Goal:
Develop MLPs that start small and grow adaptively during training, guided by internal signals indicating capacity bottlenecks or saturation. The aim is to improve sample efficiency, reduce compute costs, and maintain or improve generalization.
This framework uses internal diagnostics—such as mutual information, gradient norms, and activation dynamics—to decide when and how the model should expand during training.
Modern neural networks are typically overparameterized from the start—wasting compute and memory on capacity that may not be needed.
We propose a different principle:
Grow only when necessary.
This approach promises to:
- Save computation and memory during early training
- Adaptively match model complexity to data
- Provide interpretability via explicit growth triggers
- Which internal signals most reliably indicate capacity saturation?

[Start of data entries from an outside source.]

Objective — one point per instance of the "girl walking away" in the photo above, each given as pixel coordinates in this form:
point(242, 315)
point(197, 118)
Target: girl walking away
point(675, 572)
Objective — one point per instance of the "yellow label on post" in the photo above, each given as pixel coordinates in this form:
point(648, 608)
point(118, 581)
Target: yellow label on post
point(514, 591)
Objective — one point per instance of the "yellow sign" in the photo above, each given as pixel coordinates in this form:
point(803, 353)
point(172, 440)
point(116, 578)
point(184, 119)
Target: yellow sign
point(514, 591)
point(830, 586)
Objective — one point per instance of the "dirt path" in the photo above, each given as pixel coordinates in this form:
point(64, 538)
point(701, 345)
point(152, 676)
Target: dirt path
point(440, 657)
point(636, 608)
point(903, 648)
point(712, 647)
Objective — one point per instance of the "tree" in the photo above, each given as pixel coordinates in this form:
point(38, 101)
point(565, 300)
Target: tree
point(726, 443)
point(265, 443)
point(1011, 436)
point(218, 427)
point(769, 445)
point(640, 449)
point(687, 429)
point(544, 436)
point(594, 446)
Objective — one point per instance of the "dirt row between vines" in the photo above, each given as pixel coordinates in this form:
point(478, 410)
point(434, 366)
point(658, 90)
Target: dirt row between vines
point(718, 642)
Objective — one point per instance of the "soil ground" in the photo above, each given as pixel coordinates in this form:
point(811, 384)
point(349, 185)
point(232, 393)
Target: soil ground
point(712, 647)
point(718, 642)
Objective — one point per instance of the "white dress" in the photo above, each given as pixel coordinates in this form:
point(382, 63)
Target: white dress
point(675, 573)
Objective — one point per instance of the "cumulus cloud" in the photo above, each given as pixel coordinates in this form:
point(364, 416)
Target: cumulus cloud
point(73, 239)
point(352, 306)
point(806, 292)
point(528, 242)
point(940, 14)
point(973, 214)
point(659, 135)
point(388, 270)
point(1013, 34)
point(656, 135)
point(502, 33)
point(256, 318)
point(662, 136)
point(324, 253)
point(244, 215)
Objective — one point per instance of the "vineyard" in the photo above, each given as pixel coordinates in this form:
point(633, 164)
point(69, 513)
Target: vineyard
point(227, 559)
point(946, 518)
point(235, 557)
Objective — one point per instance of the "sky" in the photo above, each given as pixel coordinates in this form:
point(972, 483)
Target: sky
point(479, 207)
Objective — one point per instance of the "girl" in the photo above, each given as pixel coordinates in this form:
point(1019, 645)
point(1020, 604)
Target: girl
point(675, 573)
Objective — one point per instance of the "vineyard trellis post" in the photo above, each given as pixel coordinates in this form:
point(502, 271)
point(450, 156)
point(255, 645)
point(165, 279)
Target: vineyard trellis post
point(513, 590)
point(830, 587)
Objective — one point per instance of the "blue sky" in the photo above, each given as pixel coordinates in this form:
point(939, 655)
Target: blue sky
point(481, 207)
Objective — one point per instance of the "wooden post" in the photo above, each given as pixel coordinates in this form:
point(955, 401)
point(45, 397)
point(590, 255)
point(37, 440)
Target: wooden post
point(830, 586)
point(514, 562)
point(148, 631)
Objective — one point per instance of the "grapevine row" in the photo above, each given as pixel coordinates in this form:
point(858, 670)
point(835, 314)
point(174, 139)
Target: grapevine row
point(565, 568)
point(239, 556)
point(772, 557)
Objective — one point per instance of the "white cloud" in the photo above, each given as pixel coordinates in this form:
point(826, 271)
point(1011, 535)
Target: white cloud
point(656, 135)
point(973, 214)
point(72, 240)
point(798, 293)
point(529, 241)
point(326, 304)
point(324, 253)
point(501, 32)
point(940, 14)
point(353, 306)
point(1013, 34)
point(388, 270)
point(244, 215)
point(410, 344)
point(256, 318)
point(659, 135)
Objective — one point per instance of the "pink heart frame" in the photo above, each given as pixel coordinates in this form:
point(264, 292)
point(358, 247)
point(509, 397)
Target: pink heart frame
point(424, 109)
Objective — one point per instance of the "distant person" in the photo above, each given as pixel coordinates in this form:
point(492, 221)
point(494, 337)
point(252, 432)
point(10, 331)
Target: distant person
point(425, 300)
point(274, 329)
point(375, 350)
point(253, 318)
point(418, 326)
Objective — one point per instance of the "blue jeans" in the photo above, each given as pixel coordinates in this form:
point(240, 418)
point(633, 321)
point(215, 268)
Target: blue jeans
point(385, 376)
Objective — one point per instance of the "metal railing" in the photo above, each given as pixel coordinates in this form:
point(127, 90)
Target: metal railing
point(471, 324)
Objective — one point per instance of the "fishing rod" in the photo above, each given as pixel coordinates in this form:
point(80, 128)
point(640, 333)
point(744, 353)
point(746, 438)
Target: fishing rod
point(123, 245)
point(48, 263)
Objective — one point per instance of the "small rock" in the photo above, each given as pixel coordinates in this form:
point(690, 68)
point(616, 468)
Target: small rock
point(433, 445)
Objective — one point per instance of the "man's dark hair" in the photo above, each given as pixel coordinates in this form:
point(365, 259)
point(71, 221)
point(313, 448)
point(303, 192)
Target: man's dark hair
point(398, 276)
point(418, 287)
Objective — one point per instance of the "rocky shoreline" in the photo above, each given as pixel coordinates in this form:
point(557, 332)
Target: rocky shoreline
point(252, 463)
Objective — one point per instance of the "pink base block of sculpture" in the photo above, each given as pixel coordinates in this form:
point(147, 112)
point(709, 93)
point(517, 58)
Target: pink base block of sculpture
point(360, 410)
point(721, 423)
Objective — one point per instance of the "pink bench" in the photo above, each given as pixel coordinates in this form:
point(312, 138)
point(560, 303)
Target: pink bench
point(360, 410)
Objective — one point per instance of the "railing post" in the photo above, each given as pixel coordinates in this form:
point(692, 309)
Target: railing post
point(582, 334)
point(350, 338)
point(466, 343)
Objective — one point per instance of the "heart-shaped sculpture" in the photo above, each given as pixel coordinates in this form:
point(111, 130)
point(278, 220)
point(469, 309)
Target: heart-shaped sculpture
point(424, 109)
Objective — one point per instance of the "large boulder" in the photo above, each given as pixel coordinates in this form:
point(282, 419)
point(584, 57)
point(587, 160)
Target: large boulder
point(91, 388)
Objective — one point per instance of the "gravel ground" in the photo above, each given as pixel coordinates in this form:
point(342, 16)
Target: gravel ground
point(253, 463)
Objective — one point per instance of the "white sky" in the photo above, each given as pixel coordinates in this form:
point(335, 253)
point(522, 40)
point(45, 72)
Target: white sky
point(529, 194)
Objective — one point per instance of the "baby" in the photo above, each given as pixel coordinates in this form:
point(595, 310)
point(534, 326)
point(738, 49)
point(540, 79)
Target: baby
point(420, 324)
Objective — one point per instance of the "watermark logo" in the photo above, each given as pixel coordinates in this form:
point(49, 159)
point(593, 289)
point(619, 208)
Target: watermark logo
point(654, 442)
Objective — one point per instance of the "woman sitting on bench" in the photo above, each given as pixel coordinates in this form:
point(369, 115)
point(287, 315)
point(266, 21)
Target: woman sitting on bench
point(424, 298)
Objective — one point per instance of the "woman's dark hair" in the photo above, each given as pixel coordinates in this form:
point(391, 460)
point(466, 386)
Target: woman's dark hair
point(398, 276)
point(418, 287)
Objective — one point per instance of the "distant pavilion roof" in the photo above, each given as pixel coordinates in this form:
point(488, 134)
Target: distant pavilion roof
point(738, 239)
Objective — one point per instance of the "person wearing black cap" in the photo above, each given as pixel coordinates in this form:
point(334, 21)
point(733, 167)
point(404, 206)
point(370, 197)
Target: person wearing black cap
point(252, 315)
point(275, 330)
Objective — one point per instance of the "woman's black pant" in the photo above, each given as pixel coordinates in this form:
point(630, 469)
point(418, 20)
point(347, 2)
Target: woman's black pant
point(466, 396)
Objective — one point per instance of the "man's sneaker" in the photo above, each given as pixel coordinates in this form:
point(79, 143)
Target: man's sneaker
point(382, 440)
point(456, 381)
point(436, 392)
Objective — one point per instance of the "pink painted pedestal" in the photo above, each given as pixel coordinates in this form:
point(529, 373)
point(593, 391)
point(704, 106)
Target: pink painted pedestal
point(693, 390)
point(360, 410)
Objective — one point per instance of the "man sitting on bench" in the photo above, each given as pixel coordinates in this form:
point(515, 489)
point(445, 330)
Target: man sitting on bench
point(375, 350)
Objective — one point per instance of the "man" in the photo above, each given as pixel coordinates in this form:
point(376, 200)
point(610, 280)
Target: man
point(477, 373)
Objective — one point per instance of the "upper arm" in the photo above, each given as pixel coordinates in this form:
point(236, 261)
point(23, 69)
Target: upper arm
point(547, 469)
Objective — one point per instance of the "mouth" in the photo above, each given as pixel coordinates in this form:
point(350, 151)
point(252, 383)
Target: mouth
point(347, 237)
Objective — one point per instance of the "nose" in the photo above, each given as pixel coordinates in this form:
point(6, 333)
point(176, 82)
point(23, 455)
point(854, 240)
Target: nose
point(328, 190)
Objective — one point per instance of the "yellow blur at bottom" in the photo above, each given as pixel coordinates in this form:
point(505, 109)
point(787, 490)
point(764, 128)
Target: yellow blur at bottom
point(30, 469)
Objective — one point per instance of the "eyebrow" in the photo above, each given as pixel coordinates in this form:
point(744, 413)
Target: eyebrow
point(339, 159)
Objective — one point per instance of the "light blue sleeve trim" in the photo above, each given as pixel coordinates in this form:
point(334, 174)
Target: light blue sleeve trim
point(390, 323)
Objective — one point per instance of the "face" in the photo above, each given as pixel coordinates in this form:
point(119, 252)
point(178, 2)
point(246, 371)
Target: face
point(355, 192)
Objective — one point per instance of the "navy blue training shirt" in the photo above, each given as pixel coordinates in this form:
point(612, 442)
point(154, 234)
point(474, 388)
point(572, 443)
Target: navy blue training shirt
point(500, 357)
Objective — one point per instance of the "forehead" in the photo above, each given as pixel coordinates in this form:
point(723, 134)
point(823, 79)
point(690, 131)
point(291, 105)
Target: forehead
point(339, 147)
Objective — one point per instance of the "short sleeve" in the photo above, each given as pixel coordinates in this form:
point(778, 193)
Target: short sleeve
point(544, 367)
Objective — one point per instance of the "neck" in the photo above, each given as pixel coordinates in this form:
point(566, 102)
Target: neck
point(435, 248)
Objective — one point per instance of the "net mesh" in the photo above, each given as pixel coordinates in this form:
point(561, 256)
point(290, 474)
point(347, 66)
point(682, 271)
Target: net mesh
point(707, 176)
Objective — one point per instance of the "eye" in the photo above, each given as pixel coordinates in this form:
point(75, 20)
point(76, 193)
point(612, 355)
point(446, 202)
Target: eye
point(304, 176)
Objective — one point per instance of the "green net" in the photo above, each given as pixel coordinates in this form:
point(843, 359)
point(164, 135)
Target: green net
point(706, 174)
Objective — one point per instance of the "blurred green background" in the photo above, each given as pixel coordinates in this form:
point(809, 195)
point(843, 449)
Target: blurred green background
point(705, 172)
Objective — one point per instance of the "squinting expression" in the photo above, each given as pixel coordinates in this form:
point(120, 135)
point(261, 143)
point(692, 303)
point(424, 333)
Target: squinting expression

- Does online model growth improve training efficiency or generalization?
- What growth strategies are most effective (depth-first, width-first, hybrid)?
- How should new neurons or layers be initialized to integrate seamlessly?
- Tasks: MNIST, Fashion-MNIST, Parity Task, flattened CIFAR-10
- Baselines: fixed-size MLPs, dropout, early stopping
- Ablations: growth trigger type (MI vs gradients), growth direction, init schemes
- A modular, extensible PyTorch codebase
- Built-in diagnostic toolkit
- Benchmark results and visualizations
- Draft paper summarizing methods and findings
Let the model grow only when it needs to.